Michael Carome, MD, director of Public Citizen’s Health Research Group, said the new medical device policy “is another example of the flood of dangerous deregulatory actions” that the Trump administration is putting forward in its final days. Carome expected a quick pullback of the policy, once President-elect Joe Biden is sworn in on January 20.

Peter G. Lurie, MD, MPH, president of the Center for Science in the Public Interest, also said he expects Biden to “expeditiously act to reverse these last-gasp, anti-regulatory efforts of the Trump administration, and to restore the role of science and scientists in key decision-making roles at the Food and Drug Administration, the rest of the Department of Health and Human Services, and throughout the federal government.”

Lurie earlier served as associate commissioner for public health strategy at the FDA during the Obama administration. Scott Gottlieb, MD, who served as FDA commissioner from May 2017 to April 2019, also has criticized HHS publicly. In tweets posted on January 11, Gottlieb said he was “disappointed to see HHS infringing on FDA’s public health prerogatives in the closing days of the administration.”


 


Exemptions Turn Permanent

Starting last March, the FDA sought to make it easier for companies to produce products needed to respond to the pandemic, such as gloves and home-use ventilators. The FDA also allowed exemptions for devices needed to allow medical practice amid the disruptions of the pandemic. In April, for example, the FDA sought to help expand the availability of devices for remote reviewing and reporting of digital pathology images.

To do this, the FDA essentially waived its usual requirements, known as 510(k) premarket approval, for many products.

HHS is now seeking to make this exemption permanent for 91 products, including cardiac fetal monitors and computer-assisted diagnostic software for lesions suspicious for cancer. In an interview with Medscape Medical News, Lurie said it appears the Trump administration is taking advantage of the pandemic to strip regulations for many medical devices.

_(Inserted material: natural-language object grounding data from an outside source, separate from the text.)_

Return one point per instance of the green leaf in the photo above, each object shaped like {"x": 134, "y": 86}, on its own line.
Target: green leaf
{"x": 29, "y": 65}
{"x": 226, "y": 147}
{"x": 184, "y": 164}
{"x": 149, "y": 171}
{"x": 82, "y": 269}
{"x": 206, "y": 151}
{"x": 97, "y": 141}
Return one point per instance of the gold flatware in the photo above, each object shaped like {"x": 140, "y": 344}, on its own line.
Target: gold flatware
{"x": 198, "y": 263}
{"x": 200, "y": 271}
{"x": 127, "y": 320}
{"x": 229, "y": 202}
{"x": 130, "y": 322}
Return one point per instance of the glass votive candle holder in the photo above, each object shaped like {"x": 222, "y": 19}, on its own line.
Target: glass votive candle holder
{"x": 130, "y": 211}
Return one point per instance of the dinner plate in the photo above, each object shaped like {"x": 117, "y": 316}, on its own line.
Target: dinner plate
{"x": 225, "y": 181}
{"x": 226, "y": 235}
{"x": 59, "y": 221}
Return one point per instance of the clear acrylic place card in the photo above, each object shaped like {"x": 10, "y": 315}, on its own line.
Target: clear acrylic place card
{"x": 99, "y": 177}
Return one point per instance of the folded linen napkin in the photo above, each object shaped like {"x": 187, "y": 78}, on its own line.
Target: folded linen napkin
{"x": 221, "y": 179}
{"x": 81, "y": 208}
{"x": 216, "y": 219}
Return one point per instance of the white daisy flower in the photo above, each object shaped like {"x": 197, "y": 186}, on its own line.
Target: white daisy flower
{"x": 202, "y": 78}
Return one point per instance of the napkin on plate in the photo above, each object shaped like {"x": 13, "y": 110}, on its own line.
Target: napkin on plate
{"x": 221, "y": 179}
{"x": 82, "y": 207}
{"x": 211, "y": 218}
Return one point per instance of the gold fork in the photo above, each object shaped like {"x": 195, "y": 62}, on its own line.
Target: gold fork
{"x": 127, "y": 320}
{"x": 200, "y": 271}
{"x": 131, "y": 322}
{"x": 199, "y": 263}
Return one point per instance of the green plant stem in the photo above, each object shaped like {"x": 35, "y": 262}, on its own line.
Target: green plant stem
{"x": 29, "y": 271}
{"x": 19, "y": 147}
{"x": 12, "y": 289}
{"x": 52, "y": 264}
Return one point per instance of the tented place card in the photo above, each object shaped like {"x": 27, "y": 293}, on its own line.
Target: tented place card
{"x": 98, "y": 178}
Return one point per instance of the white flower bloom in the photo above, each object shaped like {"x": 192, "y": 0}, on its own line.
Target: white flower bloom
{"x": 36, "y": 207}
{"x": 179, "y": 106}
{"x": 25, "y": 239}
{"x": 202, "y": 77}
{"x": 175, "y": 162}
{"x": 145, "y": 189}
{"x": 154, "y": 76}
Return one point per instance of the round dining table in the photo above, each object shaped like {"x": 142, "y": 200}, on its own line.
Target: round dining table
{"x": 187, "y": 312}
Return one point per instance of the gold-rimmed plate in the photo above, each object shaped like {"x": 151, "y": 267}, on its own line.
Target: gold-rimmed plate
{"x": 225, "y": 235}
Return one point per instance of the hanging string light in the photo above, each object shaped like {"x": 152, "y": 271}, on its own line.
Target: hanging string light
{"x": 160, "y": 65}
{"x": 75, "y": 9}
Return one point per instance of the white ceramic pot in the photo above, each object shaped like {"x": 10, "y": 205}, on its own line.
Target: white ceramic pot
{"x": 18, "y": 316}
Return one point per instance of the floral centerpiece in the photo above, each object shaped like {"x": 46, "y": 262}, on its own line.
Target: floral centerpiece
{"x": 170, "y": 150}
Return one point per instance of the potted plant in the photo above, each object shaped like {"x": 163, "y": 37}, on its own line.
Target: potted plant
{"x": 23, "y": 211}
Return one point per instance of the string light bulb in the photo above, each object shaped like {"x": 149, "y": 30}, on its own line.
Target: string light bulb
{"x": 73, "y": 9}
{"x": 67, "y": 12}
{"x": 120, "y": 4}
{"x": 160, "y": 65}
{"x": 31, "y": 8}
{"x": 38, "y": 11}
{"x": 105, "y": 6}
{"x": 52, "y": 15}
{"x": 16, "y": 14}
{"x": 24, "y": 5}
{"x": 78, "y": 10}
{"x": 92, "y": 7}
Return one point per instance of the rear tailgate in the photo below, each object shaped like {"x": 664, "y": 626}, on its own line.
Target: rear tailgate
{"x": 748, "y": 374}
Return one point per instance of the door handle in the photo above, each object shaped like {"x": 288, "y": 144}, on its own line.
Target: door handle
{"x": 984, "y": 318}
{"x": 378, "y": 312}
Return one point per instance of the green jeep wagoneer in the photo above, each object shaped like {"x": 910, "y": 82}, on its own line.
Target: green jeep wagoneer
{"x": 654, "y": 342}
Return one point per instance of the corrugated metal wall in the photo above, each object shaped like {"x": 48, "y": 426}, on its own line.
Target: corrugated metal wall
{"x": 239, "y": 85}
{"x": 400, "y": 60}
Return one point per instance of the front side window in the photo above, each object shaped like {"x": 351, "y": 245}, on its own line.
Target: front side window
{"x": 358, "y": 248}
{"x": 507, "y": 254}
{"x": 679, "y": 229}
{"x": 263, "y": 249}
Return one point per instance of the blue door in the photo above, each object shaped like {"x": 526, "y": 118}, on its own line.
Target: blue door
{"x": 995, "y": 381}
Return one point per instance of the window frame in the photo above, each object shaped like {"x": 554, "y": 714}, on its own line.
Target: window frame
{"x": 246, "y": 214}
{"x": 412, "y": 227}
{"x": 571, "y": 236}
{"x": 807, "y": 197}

“So you put a light touch on them during a pandemic,” Lurie said. “And then you discover, lo and behold, that the very products that most needed deregulating were the ones that you’d given us a little break during the pandemic. It’s just not logical.”

These policies were intended to remain in effect only for the duration of the public health emergency related to COVID-19, the FDA said.

In the policy released January 11, HHS seeks to immediately exempt seven kinds of gloves from the 510(k) notification requirement. It includes five kinds of examination gloves as well as radiation attenuating gloves and power-free, non-natural rubber latex surgeon’s gloves.

These gloves fall into FDA’s Class 1 for medical devices, meaning they are considered least likely to pose risk for harm. The FDA puts the medical devices with greatest risk in Class III, which includes implanted devices. The FDA often requires companies to go through a rigorous process known as a premarket approval (PMA), akin to the new drug application, for devices that enter the body. Most Class III products require a PMA, according to the FDA’s website.

For Class I and Class II products, FDA has a lower bar, the 510(k) requirement. This premarket approval process asks companies to demonstrate that their medical device is as safe and effective — considered substantially equivalent — as a legally marketed device. Already most Class I devices were exempt from 510(k) premarket notification, while most Class II devices still require it, the FDA said.

In addition to immediately exempting the seven kinds of gloves, HHS is seeking to exempt another 83 Class II products and one unclassified one, an apparatus for vestibular analysis, from the 510(k) requirement. Removing this requirement could eliminate as much as $9.1 million to $364 million in startup costs, if there were one new entrant into each device market, HHS said.

“Instead of being costs passed along to patients and taxpayers, these savings could be invested in other areas such as research and development and manufacturing,” HHS said. “At the same time, should these waivers go into effect as proposed, patients stand to gain more immediate access to new products that would otherwise be required to obtain a 510(k) clearance prior to marketing.”